Dopo l’attacco terroristico che ha colpito dei turisti a Pahalgam, nel Kashmir indiano, causando 26 morti, l’India ha lanciato l’Operazione Sindoor, una serie di raid mirati contro nove presunti campi terroristici in territorio pakistano e nel Kashmir amministrato da Islamabad. New Delhi ha definito l’operazione "misurata e non escalationistica", ma le conseguenze sono state tutt’altro che contenute. Secondo fonti pakistane, i bombardamenti indiani hanno causato almeno 26 vittime civili e 46 feriti, colpendo anche una moschea a Muzaffarabad.
Il Pakistan ha risposto con pesanti bombardamenti lungo la Linea di Controllo, con un bilancio di almeno 15 morti e decine di feriti anche nel lato indiano. L’escalation è la peggiore dal 2019 e ha sollevato timori internazionali: ONU, Russia, Iran, USA e Regno Unito hanno chiesto moderazione, temendo un conflitto su larga scala tra due potenze nucleari.
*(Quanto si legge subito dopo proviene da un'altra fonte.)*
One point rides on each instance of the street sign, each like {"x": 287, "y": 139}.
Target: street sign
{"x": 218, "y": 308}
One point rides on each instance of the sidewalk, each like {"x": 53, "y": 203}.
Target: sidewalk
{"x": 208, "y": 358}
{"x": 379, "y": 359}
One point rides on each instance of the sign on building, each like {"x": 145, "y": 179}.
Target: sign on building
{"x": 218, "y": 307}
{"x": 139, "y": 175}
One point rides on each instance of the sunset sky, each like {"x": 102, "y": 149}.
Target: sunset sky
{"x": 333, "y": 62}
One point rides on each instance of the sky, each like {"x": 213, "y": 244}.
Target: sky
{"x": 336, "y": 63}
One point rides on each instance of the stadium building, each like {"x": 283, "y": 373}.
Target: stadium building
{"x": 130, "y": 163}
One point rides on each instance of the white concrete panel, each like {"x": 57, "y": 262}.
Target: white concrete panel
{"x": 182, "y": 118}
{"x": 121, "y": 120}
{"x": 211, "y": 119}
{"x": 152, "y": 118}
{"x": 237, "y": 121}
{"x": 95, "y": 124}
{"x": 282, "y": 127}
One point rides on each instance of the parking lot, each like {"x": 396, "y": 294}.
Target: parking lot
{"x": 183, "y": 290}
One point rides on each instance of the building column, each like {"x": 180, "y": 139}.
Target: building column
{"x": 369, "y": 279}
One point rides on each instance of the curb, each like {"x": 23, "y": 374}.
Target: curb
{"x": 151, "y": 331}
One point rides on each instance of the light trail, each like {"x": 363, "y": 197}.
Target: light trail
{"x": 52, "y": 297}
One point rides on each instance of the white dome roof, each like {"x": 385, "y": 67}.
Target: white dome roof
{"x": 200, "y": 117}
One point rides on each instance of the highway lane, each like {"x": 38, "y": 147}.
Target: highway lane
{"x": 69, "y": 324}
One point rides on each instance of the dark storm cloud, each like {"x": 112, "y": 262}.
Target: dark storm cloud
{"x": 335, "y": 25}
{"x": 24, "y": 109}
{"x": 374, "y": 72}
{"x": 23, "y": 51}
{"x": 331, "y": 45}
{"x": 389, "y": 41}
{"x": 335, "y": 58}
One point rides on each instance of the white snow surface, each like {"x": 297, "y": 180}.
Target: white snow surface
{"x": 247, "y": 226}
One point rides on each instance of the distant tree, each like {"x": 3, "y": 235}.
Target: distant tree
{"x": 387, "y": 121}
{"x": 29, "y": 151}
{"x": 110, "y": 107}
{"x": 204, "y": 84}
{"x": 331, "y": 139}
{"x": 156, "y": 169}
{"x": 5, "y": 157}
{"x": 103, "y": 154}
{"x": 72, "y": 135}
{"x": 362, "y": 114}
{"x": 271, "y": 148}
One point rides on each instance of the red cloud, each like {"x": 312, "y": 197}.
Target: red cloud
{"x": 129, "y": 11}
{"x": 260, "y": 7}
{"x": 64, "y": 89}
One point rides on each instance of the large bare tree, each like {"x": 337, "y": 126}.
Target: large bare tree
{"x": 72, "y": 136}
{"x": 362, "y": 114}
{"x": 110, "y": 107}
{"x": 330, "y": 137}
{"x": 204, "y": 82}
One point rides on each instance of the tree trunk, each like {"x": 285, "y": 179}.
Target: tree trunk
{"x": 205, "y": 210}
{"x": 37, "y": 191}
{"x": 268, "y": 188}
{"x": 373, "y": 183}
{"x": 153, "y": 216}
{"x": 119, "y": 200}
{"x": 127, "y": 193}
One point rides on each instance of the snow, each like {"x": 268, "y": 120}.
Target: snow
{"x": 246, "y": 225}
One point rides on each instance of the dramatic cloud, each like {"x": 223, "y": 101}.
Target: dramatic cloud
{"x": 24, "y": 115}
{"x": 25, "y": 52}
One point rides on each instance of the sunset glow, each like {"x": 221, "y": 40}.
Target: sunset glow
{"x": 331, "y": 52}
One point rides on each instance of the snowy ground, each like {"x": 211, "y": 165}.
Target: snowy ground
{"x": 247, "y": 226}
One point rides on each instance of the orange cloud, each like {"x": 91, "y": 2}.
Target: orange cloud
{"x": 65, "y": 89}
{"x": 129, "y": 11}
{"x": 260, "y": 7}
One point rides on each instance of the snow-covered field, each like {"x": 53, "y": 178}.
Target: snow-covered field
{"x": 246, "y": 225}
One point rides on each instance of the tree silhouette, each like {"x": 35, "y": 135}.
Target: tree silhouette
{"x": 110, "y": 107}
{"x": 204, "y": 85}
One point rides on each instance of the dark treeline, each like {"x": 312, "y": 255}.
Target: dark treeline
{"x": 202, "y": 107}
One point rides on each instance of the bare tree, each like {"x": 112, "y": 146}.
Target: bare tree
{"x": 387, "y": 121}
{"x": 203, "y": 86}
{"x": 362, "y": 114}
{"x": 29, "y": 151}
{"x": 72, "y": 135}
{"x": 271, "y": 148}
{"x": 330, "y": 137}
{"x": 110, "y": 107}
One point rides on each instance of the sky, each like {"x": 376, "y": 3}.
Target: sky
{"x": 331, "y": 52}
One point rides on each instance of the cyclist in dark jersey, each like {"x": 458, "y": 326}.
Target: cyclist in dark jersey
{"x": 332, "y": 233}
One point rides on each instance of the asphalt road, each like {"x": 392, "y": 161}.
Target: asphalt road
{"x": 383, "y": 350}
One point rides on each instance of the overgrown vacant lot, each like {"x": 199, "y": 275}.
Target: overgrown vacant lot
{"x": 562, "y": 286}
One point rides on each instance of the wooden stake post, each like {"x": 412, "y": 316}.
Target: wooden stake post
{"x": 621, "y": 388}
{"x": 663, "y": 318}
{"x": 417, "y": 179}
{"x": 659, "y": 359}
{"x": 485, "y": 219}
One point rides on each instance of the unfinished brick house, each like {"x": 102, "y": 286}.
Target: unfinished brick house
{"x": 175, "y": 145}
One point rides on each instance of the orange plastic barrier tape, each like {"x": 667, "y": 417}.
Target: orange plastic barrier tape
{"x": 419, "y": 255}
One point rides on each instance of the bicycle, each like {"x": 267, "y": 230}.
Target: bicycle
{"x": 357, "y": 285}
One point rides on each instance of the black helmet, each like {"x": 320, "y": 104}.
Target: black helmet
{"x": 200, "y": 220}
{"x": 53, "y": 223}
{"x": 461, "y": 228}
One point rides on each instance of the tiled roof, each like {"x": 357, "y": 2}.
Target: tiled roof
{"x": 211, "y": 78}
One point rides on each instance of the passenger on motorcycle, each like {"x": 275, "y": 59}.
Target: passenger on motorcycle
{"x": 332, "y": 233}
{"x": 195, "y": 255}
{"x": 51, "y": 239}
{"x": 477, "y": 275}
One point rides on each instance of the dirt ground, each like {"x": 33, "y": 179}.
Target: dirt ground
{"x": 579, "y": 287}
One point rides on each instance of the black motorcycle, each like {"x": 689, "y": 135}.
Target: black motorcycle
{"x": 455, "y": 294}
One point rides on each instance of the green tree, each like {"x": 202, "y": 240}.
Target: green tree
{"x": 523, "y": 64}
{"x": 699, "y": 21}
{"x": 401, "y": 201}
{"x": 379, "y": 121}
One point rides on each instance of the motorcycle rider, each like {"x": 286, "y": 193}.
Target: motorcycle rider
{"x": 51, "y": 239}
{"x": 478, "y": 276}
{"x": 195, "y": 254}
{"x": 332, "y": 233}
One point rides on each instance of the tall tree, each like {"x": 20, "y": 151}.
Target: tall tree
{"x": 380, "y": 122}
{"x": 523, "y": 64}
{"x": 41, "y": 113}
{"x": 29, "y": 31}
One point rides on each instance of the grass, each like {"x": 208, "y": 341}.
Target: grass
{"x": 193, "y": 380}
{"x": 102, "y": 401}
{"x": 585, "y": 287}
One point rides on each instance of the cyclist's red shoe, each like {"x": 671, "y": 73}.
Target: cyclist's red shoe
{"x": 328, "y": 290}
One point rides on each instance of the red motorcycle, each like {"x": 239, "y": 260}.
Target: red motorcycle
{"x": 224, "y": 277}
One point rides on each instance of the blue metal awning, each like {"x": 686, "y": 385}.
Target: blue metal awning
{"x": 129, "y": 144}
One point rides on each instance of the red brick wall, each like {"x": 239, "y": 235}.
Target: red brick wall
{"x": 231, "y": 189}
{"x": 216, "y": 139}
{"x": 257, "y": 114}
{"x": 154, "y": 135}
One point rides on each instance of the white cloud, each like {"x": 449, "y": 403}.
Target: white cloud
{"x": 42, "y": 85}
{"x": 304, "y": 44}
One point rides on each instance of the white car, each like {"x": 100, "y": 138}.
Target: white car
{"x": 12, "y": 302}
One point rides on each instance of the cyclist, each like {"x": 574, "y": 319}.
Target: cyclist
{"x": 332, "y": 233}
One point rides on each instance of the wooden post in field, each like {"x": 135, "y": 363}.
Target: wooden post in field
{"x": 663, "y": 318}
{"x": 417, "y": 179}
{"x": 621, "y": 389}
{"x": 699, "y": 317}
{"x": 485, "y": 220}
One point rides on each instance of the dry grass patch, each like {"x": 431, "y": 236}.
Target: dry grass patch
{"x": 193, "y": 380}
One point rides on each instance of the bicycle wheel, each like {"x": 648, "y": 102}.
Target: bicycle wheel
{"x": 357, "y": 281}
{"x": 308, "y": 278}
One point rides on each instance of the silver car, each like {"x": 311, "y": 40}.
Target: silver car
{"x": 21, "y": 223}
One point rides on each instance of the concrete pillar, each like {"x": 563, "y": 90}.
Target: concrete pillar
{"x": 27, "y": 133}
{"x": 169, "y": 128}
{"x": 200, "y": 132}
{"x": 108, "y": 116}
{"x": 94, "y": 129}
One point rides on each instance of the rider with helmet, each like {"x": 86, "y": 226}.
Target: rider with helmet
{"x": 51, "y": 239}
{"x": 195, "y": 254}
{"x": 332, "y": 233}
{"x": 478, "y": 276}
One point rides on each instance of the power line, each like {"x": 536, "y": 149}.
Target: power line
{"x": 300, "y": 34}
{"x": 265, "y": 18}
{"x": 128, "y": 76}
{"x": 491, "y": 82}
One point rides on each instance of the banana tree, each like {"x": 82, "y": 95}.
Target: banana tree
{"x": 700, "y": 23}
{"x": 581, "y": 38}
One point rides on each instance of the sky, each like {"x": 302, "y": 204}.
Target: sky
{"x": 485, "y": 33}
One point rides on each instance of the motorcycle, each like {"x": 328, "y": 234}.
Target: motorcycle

A complicare il quadro, il governo Modi ha annunciato lo stop al flusso di acque verso il Pakistan, sospendendo de facto il trattato del 1960 sul bacino dell’Indo, finora simbolo di cooperazione tra i due Stati. Islamabad ha parlato di “atto di guerra” e ha dato carta bianca ai militari per rispondere “in tempo, luogo e modalità” a propria discrezione.
Intanto, accuse reciproche di propaganda e escalation politica segnano la narrativa pubblica. In gioco non c’è solo la sicurezza regionale, ma anche la stabilità diplomatica in un'area già fragile, dove il rischio di una guerra aperta non è più un’ipotesi remota, ma una minaccia concreta.